Exports gained to 7,866 metric tons last month from 7,489 tons in April, according to data released today by the Trade Ministry. Sales were 7,013 tons in May last year.

Prices have declined 22 percent from a 6-month high in February on concern the debt crisis in Europe and China’s economic slowdown may erode demand for the metal used in soldering and packaging. Lower prices may help to ease revenue at producers including Malaysia Smelting Corp. and PT Timah, the world’s second and third-largest producers.

“We should be into the peak season for production and exports now, although the price below $20,000 must have some adverse impact on small-scale production,” Peter Kettle, a research manager at St. Albans, England-based ITRI Ltd., said by e-mail. “Most of them should still be covering cash costs at current prices,” he said, adding that shipments may reach 7,500 tons to 8,000 tons this month.

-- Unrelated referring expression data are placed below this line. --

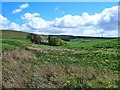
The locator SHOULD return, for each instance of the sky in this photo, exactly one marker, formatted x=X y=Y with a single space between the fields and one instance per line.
x=75 y=18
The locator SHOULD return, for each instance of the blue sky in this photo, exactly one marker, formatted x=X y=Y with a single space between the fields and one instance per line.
x=40 y=17
x=47 y=10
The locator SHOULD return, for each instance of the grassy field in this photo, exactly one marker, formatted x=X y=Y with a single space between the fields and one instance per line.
x=81 y=63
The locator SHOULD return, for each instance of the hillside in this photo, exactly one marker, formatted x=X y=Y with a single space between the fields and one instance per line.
x=81 y=63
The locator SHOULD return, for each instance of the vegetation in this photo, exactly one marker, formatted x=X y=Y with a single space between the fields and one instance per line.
x=80 y=63
x=56 y=41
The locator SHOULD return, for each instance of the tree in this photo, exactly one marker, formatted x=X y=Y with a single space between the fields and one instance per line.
x=34 y=38
x=55 y=41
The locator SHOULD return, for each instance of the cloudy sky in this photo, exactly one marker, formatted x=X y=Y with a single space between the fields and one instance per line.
x=78 y=18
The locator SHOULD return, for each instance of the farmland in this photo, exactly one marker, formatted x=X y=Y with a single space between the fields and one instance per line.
x=80 y=63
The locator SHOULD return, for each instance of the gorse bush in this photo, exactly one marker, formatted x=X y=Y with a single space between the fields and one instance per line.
x=55 y=41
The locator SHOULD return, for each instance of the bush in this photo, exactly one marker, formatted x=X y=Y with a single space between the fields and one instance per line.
x=34 y=38
x=55 y=41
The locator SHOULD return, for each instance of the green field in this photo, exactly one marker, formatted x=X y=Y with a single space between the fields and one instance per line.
x=81 y=63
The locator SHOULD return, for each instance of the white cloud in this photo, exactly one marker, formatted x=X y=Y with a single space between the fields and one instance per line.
x=104 y=23
x=33 y=21
x=57 y=8
x=14 y=26
x=21 y=7
x=3 y=22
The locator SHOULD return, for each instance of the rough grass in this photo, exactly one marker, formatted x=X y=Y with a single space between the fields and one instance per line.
x=91 y=63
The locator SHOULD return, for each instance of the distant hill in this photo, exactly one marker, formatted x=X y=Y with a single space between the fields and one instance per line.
x=13 y=34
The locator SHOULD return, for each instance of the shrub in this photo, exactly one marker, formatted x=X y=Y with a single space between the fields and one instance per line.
x=34 y=38
x=55 y=41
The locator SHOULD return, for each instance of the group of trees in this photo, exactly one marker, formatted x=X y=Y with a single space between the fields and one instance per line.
x=51 y=40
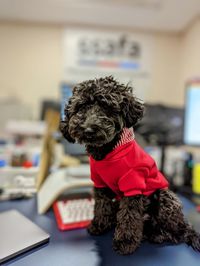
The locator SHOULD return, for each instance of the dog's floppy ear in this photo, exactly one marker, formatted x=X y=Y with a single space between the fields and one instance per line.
x=132 y=110
x=64 y=130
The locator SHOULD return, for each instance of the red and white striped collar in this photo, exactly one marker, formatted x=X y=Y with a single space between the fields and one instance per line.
x=127 y=136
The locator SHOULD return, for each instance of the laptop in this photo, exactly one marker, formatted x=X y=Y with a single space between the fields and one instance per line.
x=18 y=234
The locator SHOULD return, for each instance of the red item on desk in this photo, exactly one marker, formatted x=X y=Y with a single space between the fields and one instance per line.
x=27 y=164
x=73 y=214
x=128 y=170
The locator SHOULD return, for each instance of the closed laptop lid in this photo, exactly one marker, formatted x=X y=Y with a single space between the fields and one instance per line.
x=18 y=234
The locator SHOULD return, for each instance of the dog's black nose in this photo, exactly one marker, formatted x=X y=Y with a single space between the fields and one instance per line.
x=89 y=130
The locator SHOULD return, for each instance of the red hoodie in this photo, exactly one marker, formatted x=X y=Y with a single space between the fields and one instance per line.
x=128 y=170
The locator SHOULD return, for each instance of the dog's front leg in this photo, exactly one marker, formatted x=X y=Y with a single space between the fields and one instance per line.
x=105 y=210
x=129 y=230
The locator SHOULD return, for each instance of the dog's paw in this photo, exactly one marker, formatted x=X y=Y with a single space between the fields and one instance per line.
x=124 y=246
x=97 y=228
x=195 y=243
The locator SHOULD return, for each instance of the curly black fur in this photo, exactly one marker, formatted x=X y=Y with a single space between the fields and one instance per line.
x=97 y=112
x=95 y=115
x=129 y=230
x=104 y=212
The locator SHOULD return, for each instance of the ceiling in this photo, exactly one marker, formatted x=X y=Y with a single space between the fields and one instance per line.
x=162 y=15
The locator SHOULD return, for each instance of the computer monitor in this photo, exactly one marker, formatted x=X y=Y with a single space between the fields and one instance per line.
x=162 y=125
x=192 y=115
x=73 y=149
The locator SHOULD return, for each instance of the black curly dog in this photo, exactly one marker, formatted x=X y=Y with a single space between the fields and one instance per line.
x=96 y=114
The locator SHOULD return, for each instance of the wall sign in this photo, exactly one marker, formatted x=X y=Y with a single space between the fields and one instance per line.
x=88 y=54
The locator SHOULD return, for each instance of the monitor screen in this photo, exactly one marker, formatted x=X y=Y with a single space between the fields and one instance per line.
x=162 y=125
x=70 y=148
x=192 y=115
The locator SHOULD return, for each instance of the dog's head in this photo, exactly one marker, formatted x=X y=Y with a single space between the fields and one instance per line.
x=98 y=110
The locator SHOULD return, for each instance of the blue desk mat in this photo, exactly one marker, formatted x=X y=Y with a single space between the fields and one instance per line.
x=76 y=247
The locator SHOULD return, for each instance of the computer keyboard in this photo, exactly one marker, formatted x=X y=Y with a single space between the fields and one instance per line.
x=74 y=213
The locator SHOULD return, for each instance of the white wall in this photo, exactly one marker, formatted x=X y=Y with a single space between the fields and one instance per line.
x=190 y=51
x=31 y=63
x=30 y=67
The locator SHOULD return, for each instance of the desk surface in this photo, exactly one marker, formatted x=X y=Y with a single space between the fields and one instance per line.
x=76 y=248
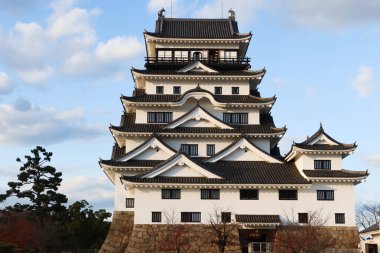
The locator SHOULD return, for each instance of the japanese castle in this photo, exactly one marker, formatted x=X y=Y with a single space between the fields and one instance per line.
x=196 y=135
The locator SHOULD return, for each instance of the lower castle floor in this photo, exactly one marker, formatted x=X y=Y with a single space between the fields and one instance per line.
x=126 y=237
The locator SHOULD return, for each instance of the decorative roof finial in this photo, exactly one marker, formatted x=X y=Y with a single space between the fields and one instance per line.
x=232 y=14
x=160 y=12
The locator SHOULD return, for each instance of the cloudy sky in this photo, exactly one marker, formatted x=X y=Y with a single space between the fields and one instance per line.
x=64 y=64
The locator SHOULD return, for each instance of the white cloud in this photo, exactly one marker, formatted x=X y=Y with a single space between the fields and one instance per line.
x=5 y=84
x=364 y=81
x=23 y=123
x=328 y=14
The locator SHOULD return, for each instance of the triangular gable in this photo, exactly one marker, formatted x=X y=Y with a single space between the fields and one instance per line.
x=152 y=149
x=180 y=166
x=197 y=67
x=243 y=150
x=198 y=117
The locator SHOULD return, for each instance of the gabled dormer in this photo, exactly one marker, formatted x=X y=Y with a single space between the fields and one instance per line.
x=320 y=152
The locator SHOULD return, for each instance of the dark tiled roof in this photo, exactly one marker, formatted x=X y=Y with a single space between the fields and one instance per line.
x=132 y=163
x=335 y=173
x=374 y=227
x=196 y=28
x=237 y=172
x=221 y=73
x=220 y=98
x=257 y=218
x=325 y=146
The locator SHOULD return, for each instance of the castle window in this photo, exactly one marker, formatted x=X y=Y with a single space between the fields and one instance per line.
x=210 y=149
x=322 y=164
x=235 y=118
x=226 y=217
x=159 y=89
x=190 y=217
x=325 y=195
x=218 y=90
x=156 y=216
x=160 y=117
x=287 y=194
x=171 y=193
x=190 y=149
x=249 y=194
x=340 y=218
x=210 y=194
x=129 y=202
x=235 y=90
x=303 y=218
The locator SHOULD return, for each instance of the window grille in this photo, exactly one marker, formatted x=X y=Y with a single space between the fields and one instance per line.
x=325 y=194
x=288 y=194
x=190 y=149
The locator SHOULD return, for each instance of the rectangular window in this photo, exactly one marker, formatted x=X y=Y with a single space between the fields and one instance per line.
x=190 y=217
x=160 y=117
x=210 y=193
x=322 y=164
x=156 y=216
x=235 y=90
x=190 y=149
x=129 y=202
x=235 y=118
x=210 y=149
x=287 y=194
x=171 y=193
x=325 y=194
x=226 y=217
x=303 y=218
x=340 y=218
x=218 y=90
x=159 y=89
x=176 y=89
x=249 y=194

Indonesia represents about 40 percent of global tin exports, according to ITRI. The ministry’s data released today was based on reports from surveyors prior to shipments.

Global Demand

Exports in the first five-months of the year fell 4 percent from a year earlier to 37,668 tons, according to ministry data compiled by Bloomberg News.

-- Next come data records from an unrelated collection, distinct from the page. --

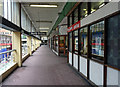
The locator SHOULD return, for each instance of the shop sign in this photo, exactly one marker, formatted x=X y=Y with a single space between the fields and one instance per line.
x=38 y=33
x=74 y=26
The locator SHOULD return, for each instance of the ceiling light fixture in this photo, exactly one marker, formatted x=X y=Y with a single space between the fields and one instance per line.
x=43 y=31
x=44 y=28
x=43 y=6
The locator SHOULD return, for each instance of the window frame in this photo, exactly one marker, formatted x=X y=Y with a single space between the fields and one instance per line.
x=96 y=57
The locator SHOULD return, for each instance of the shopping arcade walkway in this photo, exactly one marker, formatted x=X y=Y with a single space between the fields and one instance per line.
x=45 y=68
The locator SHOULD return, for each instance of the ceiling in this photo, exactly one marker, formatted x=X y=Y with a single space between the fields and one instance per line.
x=44 y=17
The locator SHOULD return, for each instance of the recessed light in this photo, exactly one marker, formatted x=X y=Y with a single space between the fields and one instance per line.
x=43 y=6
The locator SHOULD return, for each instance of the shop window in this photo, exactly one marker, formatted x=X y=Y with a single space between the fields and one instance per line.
x=113 y=41
x=83 y=10
x=6 y=58
x=70 y=19
x=70 y=41
x=97 y=40
x=83 y=41
x=76 y=15
x=56 y=43
x=61 y=41
x=1 y=8
x=76 y=41
x=24 y=45
x=96 y=5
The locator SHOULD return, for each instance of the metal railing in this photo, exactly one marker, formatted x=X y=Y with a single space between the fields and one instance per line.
x=7 y=59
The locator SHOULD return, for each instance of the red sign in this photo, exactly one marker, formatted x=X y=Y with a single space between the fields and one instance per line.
x=74 y=26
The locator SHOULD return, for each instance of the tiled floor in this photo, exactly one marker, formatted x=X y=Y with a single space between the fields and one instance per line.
x=45 y=68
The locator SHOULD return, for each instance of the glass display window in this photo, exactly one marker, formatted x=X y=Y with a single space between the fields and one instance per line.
x=97 y=39
x=96 y=5
x=84 y=41
x=83 y=10
x=76 y=15
x=76 y=41
x=70 y=19
x=70 y=41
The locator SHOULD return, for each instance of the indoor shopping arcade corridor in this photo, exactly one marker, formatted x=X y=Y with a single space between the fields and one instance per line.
x=43 y=67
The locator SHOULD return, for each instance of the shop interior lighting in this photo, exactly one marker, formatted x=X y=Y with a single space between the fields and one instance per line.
x=44 y=28
x=43 y=6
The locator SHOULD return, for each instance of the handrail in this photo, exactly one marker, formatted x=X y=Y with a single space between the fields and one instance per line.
x=7 y=51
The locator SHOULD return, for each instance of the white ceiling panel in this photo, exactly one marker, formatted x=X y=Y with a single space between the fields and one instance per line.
x=44 y=15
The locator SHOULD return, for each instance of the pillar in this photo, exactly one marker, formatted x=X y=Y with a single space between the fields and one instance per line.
x=16 y=44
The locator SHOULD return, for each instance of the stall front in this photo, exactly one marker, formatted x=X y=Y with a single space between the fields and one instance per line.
x=60 y=45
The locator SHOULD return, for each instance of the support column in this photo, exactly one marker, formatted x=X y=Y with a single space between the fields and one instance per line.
x=16 y=44
x=29 y=45
x=33 y=44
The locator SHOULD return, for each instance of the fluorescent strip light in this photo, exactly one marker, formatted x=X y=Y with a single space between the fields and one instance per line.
x=43 y=28
x=44 y=6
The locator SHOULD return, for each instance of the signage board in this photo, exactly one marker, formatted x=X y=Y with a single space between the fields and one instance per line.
x=74 y=26
x=38 y=33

“Business in most parts of the world seems to be OK,” Kettle said. “The main relatively weak area seems to have been the China solder business, especially for domestic appliances. However, China seems to be continuing to import quite large volumes of tin, which may reflect mine supply problems there.”

Global demand for tin is expected to climb to about 363,000 tons to 365,000 tons this year from 359,500 tons last year, Kettle said.

Three-month delivery tin rose 0.5 percent to $19,800 a ton on the London Metal Exchange at 5:00 p.m. Jakarta time.